What happens if a parent violates ROFR in Illinois?
Violations can be enforced under 750 ILCS 5/607.5 through contempt findings, civil fines per incident, mandatory attorney fee awards, makeup parenting time, license suspension in severe cases, and parenting plan modifications. The violating parent bears the burden of proving the violation was not willful.
Do ROFR provisions apply to emergencies in Illinois?
No, 750 ILCS 5/602.3 explicitly exempts emergency situations from ROFR requirements. Illinois courts interpret emergencies as unforeseeable events requiring immediate response, including sudden illness, unexpected work demands, family crises, and severe weather conditions.
Can grandparents provide childcare without triggering ROFR?
Unless the parenting agreement specifically exempts certain relatives, using grandparents or other family members as caregivers triggers ROFR just like any third-party babysitter. Parents can negotiate exemptions for specific individuals or categories of relatives when drafting their parenting plan.
How much does it cost to enforce ROFR violations in Illinois?
Illinois divorce filing fees range from $250-$388 depending on county, with Cook County charging $388. Attorney fees for ROFR enforcement typically range from $2,000-$10,000 depending on complexity. However, prevailing parties can recover fees under 750 ILCS 5/607.5.
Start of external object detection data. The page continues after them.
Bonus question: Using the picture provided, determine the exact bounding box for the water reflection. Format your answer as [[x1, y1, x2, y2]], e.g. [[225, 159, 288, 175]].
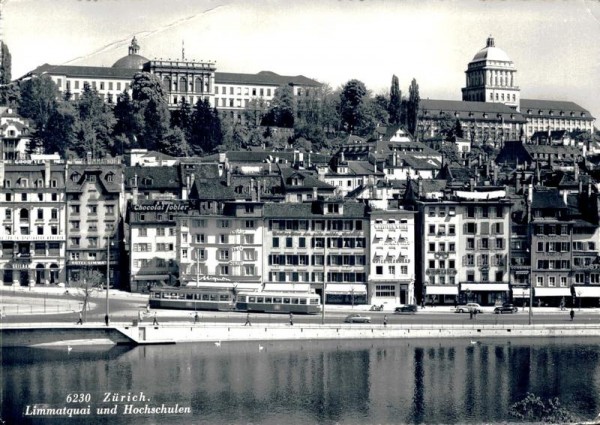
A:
[[2, 338, 600, 424]]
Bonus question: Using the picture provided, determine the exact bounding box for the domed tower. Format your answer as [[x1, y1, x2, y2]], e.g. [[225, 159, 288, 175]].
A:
[[112, 36, 149, 69], [462, 36, 521, 111]]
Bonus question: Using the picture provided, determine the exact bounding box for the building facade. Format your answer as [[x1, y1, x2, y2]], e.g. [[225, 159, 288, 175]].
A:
[[0, 161, 67, 286]]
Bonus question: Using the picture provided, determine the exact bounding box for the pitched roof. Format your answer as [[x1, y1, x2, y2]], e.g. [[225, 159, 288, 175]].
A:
[[419, 99, 527, 123], [21, 63, 140, 80], [215, 71, 321, 87], [531, 188, 567, 209], [125, 165, 181, 190], [521, 99, 594, 120], [264, 202, 366, 219]]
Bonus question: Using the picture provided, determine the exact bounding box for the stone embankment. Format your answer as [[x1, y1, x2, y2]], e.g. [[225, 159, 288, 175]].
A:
[[1, 322, 600, 347]]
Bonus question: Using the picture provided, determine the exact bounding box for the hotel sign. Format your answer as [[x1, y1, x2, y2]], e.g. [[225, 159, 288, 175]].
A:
[[131, 201, 190, 213]]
Can ROFR provisions be modified after the divorce is final?
Yes, parenting time modifications including ROFR changes can be requested at any time if the proposed change serves the child's best interests and circumstances have substantially changed. Unlike parental responsibility modifications, there is no 2-year waiting period for parenting time adjustments.
What documentation should I keep for ROFR compliance?
Maintain records of all ROFR communications including timestamped text messages or emails, responses received, reasons for childcare arrangements, duration of absences, and names of caregivers used. Illinois courts give significant weight to contemporaneous written documentation.
How long must a parent wait to respond to ROFR notification?
Response deadlines are specified in the parenting agreement, typically 2-4 hours for daytime notifications. If the agreement does not specify, Illinois courts apply a reasonable time standard. Failure to respond within the deadline may constitute automatic waiver of the ROFR right.
Does ROFR apply during school hours or extracurricular activities?
Most Illinois parenting agreements exempt school attendance and pre-approved extracurricular activities from ROFR requirements. However, childcare arrangements outside school hours during a parent's parenting time typically trigger ROFR unless specifically exempted in the agreement.